Michael Ohayon se limitó a hacer una pregunta, una pregunta que desconcertó a Gold. ¿Habrían inhabilitado a Dina Silver temporalmente en el Instituto por lo que había hecho?

—¿Qué? —dijo Gold mirándolo con perplejidad—. ¿Inhabilitarla temporalmente? ¡Esa chica está acabada profesionalmente para el resto de sus días! Ni siquiera la admitirían en el Servicio de Asesoramiento a Estudiantes de la Universidad Hebrea, ni en ningún hospital psiquiátrico privado. Es lo peor que se puede hacer… ¡Y con un adolescente! —sólo entonces comenzó a comprender por dónde iban los tiros. Dirigió a Michael Ohayon una mirada interrogante y éste asintió.

—Sí, es exactamente lo que está pensando, y no me pida explicaciones ahora mismo, porque no podría dárselas. Limítese a hacer lo que le he dicho y no le quite la vista de encima al chico o tendré que detenerlo, y quizá a usted también —dijo amenazadoramente. Aterrorizado, Gold le aseguró que no haría nada más que seguir sus instrucciones al pie de la letra. Pero Ohayon, que no parecía convencido, terminó por decir—: Quédese en la habitación y no salga de allí por ningún motivo, ni para telefonear, ni para nada. Voy a poner vigilancia a la puerta.

Eran las ocho de la mañana, las salas habían vuelto a cobrar vida y los médicos estaban a punto de comenzar sus rondas cuando el inspector jefe Michael Ohayon se marchó del hospital. Dejó a Eli Bahar, cuyo desayuno había interrumpido, a la puerta de la habitación de la planta séptima, después de desconectar el teléfono con sus propias manos. Lo hizo dirigiendo una mirada de disculpa a Gold, que comentó algo sobre la falta de confianza.

—Amigo mío —dijo Ohayon—, este asunto es muy serio. Demasiado serio para andarnos con juegos. Nos las tenemos que ver con una psicótica, y la vida de su joven estudiante peligra si alguien descubre lo que sabe.

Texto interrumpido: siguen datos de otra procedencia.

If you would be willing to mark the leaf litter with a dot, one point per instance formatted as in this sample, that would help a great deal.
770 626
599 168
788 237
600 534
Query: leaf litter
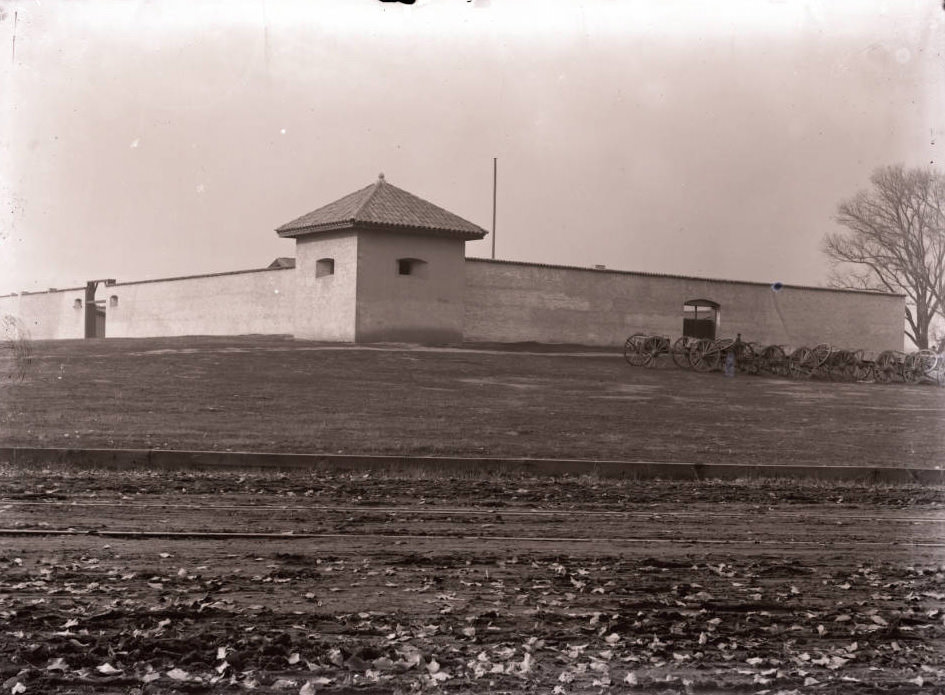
303 619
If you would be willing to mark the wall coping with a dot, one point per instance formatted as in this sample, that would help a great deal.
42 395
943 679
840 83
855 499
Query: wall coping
611 271
668 276
145 282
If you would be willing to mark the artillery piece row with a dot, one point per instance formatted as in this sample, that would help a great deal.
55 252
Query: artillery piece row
819 362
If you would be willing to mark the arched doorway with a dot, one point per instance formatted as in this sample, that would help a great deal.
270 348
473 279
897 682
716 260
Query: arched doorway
700 318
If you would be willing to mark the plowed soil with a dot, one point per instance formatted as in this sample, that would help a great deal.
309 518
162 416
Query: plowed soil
173 582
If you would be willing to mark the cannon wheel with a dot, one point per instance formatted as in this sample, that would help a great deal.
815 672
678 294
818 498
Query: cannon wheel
705 355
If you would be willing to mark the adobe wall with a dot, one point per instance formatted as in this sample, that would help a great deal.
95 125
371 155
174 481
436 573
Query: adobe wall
49 315
519 302
325 306
238 303
423 307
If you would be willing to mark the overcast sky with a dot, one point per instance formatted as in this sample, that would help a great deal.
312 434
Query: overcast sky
155 139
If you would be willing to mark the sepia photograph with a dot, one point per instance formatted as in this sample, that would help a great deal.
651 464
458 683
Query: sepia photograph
472 346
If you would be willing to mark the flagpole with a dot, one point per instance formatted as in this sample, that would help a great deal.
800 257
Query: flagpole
495 175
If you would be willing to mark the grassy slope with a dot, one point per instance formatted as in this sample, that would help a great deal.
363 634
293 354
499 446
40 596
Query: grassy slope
270 394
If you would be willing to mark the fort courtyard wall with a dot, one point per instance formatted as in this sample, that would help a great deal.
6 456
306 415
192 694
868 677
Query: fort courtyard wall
519 302
366 299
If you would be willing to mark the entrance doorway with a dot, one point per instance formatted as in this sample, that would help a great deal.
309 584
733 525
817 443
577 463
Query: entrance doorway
700 318
95 309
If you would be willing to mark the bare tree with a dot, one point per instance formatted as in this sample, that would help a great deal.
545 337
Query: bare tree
895 242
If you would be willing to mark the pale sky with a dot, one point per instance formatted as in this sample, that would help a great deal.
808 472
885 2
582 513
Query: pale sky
145 139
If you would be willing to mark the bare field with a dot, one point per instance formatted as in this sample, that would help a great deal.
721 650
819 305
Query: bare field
276 394
152 582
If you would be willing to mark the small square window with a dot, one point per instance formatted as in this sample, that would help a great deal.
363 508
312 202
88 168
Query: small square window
324 266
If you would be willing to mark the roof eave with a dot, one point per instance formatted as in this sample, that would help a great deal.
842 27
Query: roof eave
289 232
466 235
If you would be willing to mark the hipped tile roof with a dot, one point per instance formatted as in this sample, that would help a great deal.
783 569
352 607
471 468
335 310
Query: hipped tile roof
382 205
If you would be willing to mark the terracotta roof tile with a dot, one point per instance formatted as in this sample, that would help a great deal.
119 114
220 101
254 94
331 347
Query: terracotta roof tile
382 205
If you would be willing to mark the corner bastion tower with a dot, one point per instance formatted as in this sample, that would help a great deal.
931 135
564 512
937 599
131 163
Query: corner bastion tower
380 264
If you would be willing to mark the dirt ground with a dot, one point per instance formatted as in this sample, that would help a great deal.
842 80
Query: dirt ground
282 395
188 582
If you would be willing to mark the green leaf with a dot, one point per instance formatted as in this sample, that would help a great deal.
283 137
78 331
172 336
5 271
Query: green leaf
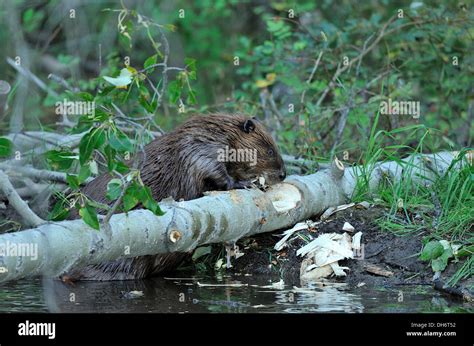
121 167
85 96
129 199
84 173
174 90
432 250
92 140
60 160
72 181
5 147
114 189
89 215
149 62
120 142
146 198
190 64
191 97
124 79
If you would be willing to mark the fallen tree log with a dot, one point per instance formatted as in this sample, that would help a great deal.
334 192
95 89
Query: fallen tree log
55 248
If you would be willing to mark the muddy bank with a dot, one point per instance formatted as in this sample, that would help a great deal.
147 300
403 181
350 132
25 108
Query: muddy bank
396 255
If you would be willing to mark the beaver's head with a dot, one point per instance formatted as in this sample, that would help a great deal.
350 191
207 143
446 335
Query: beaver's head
256 153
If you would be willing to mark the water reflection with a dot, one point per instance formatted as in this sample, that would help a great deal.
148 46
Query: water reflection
220 295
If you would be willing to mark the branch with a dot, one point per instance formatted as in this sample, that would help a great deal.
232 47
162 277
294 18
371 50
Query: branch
4 91
17 203
220 216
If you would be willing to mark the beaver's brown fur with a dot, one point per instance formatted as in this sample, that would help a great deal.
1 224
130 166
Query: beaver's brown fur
183 164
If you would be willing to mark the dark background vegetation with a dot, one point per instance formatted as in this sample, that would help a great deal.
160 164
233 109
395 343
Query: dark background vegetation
412 63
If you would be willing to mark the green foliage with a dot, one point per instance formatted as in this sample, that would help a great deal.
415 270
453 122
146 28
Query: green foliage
5 147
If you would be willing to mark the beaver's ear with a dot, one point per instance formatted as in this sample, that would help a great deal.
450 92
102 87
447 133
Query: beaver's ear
248 126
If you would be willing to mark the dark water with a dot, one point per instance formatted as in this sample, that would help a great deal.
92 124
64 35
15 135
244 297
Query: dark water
232 294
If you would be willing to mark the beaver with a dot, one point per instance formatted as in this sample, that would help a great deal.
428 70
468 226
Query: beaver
183 164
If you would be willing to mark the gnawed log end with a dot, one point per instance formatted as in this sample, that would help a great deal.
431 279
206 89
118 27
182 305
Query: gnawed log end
284 197
337 169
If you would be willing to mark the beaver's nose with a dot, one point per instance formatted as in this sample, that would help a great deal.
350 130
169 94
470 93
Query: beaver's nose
282 175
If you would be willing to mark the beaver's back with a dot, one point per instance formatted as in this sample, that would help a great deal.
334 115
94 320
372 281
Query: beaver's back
183 164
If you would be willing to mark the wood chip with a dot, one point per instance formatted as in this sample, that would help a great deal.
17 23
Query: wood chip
376 270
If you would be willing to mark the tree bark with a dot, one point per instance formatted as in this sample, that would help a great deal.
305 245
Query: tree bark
214 218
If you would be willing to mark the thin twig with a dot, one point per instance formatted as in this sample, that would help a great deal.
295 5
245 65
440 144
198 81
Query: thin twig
27 73
21 207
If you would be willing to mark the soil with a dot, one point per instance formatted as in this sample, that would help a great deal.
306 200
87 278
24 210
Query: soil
397 254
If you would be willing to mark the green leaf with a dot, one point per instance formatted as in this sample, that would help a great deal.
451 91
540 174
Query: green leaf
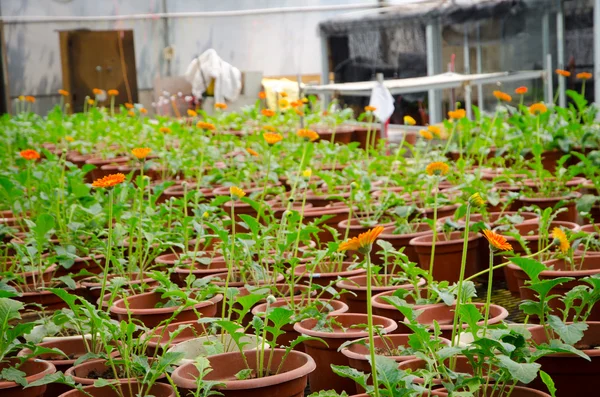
530 266
523 372
548 382
569 333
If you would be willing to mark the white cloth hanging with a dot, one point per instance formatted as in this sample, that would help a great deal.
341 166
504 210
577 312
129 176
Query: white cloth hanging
208 66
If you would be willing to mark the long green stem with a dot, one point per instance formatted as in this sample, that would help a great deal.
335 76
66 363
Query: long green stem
370 324
455 325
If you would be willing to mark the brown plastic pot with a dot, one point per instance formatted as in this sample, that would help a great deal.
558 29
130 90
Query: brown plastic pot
550 202
573 375
588 266
529 232
128 390
34 371
448 254
357 285
290 381
400 241
325 355
337 307
142 307
444 316
358 353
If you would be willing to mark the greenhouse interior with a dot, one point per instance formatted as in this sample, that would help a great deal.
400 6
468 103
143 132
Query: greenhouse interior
299 198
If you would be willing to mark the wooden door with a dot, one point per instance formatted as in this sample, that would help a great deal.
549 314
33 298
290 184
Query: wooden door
98 59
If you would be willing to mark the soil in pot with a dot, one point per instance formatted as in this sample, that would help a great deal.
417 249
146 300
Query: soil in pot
357 285
126 390
325 355
34 370
448 254
289 381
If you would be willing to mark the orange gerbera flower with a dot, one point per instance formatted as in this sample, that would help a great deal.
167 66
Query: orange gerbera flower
437 168
284 103
272 138
308 135
236 192
426 134
141 152
538 108
109 180
205 126
29 154
457 114
502 96
561 239
584 75
521 90
435 130
497 241
363 242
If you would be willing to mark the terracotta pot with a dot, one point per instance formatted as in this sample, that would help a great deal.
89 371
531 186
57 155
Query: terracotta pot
73 348
358 353
322 274
325 355
550 202
289 382
132 390
529 232
573 375
448 254
357 285
400 241
588 266
329 306
142 307
444 315
34 370
160 337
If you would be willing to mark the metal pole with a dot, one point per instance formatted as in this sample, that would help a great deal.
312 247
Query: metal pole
324 68
479 68
432 40
467 61
560 53
549 74
545 53
597 51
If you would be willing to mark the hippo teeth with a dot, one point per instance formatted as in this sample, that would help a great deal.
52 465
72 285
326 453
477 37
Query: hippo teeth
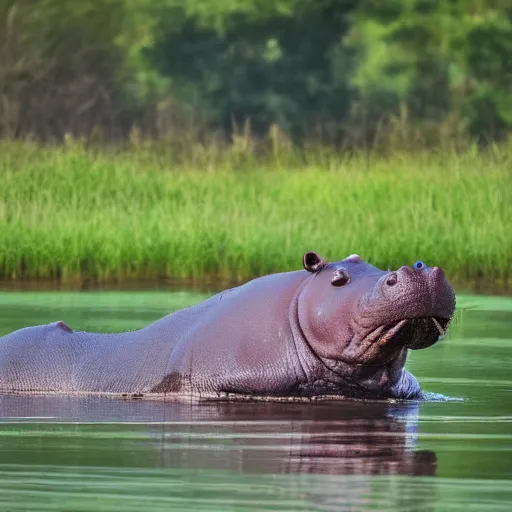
442 331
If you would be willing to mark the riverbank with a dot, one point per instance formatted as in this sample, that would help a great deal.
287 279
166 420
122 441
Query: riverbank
74 215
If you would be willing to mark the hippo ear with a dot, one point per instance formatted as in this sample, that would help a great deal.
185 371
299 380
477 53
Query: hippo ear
313 262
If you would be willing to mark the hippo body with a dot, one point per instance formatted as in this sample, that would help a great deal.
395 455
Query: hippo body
301 334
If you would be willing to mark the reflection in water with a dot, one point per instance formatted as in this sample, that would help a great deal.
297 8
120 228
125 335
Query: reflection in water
326 451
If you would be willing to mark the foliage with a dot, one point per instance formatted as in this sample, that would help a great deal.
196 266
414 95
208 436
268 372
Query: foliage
342 71
73 214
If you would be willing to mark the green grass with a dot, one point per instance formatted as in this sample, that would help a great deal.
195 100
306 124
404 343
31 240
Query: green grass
69 213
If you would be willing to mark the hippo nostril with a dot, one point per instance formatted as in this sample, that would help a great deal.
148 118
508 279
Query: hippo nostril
392 279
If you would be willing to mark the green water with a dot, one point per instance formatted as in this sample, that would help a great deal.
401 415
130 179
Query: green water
90 454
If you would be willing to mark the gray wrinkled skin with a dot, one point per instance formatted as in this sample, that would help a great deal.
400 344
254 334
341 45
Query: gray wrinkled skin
341 328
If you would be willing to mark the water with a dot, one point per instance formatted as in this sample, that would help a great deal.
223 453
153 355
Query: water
91 454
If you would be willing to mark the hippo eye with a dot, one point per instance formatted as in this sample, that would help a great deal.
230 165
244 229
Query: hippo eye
340 277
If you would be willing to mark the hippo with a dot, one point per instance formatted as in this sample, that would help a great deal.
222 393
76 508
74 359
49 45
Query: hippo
340 329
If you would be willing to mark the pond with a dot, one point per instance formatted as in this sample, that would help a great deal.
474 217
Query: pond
99 454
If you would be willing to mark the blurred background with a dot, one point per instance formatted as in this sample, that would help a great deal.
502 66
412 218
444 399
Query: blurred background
345 72
201 140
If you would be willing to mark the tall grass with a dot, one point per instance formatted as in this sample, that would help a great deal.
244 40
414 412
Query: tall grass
70 213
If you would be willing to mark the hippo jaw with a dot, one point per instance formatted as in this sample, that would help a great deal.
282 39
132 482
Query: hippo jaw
409 308
360 321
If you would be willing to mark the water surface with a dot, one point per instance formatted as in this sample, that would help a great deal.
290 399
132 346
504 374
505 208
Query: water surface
92 454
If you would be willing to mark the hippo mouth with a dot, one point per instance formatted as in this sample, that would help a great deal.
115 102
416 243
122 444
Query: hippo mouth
417 333
414 333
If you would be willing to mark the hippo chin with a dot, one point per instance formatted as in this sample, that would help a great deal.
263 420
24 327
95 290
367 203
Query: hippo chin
337 329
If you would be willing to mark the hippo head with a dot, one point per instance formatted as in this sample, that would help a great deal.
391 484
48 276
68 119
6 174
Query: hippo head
355 313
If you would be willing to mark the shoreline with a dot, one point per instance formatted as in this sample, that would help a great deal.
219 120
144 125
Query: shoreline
475 287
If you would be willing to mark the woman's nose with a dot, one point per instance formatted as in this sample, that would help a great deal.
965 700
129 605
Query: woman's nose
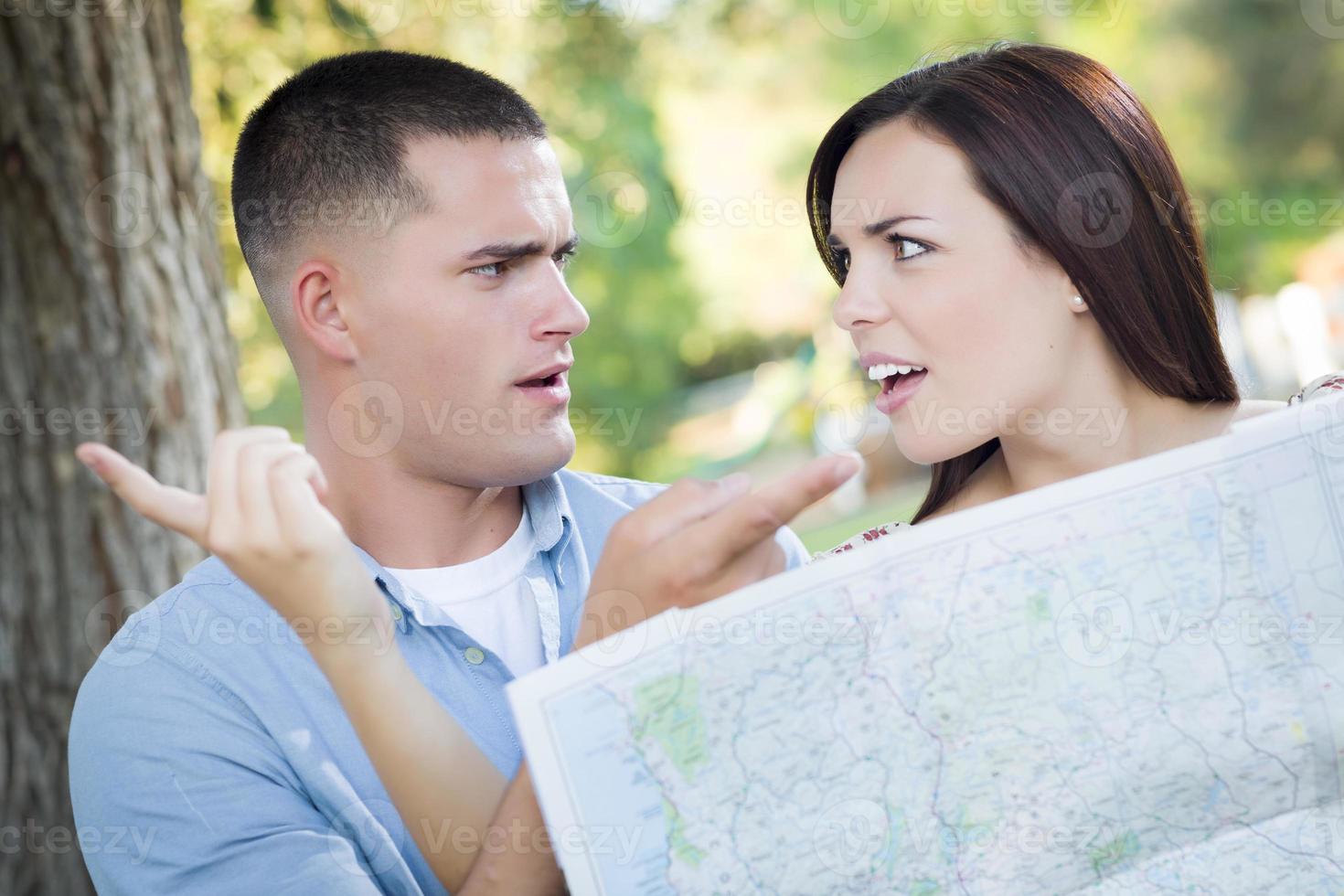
858 305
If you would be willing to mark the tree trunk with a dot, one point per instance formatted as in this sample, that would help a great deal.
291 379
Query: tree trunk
112 328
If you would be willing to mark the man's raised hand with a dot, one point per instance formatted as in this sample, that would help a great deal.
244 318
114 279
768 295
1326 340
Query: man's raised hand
261 515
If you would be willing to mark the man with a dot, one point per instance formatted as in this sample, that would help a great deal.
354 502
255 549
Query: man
408 226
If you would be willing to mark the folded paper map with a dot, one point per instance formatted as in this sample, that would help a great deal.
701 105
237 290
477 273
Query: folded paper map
1129 681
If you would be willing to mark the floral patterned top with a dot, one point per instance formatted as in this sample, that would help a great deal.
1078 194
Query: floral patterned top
1316 389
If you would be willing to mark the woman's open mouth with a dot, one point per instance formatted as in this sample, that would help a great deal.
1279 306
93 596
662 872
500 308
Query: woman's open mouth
898 383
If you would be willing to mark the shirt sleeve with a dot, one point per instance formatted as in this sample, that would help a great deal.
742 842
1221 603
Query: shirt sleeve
177 789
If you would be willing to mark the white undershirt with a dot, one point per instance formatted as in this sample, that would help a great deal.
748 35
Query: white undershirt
491 600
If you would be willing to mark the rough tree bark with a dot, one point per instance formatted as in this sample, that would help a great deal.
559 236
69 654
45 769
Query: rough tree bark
112 326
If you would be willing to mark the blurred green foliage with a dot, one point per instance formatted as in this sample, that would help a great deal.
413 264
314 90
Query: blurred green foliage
686 131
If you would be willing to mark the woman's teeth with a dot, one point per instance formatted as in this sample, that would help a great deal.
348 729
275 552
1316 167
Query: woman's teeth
883 371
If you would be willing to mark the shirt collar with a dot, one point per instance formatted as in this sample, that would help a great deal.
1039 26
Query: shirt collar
552 524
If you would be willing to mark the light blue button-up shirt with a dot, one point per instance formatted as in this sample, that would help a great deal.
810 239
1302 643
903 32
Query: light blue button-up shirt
210 755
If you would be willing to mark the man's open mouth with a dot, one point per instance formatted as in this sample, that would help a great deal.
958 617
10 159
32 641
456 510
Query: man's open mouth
542 382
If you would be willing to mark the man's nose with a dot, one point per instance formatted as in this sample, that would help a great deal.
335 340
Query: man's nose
565 316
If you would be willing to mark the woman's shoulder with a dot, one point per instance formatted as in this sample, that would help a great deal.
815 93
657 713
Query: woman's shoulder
863 538
1320 387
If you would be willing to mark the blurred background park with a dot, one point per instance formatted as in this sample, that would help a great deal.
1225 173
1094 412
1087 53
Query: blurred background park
686 131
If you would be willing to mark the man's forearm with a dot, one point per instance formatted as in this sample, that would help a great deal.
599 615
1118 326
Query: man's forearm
527 864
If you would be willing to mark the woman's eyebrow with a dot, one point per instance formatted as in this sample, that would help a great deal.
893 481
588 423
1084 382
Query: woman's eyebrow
877 228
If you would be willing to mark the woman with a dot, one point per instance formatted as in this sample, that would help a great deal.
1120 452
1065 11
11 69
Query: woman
1017 262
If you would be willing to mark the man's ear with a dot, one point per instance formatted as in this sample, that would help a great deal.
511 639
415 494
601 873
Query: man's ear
316 294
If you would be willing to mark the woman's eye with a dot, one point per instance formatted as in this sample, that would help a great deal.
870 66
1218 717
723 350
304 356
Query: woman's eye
906 249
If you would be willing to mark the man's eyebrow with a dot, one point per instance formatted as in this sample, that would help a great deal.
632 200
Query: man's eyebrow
508 251
878 226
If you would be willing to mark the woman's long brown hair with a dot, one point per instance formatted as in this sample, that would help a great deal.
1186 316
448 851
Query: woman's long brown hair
1083 175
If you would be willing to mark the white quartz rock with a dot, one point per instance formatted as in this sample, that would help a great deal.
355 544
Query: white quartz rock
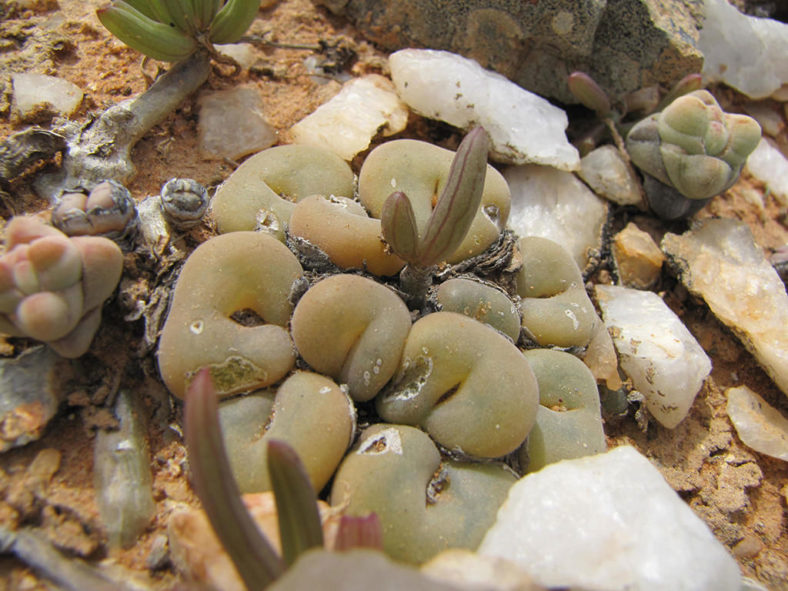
662 358
244 54
36 91
719 261
556 205
759 425
608 522
523 127
347 123
768 164
750 54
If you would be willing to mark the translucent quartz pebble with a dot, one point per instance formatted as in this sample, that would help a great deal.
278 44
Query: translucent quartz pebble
768 164
608 175
232 125
28 396
33 92
553 204
636 531
347 123
663 359
523 127
750 54
719 261
759 425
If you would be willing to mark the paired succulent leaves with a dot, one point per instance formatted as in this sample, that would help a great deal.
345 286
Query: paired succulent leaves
171 30
300 527
453 213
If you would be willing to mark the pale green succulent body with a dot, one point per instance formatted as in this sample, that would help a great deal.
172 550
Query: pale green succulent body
693 146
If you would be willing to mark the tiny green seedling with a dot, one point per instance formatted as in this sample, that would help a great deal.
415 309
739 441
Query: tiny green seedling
171 30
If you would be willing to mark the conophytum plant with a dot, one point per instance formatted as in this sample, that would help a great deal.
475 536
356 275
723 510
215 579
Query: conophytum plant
300 527
689 149
450 219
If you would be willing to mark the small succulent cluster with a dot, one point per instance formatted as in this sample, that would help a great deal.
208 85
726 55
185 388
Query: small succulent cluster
108 210
171 30
52 286
693 146
689 151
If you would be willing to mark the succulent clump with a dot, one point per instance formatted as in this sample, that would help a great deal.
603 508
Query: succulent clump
52 286
693 145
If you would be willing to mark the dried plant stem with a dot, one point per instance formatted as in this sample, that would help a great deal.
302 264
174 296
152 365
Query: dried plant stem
101 149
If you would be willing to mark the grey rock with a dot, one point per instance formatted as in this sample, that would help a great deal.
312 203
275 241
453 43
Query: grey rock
623 44
28 396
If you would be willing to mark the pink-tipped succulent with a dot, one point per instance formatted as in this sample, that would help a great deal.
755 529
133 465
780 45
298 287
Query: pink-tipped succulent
52 286
693 146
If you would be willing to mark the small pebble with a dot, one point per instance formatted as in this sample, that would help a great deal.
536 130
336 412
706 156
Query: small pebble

Antes de desconectar el teléfono, Ohayon le pidió a Gold que llamara a su mujer y se inventara cualquier historia sobre una urgencia surgida en el hospital; su mujer tendría que anular las citas de los dos próximos días. Ese engaño dejó a Gold con una sensación de incomodidad y ansiedad no menos opresiva que la que había tenido hasta entonces, pero a la vez, hubo de admitir, con cierto sentimiento de importancia.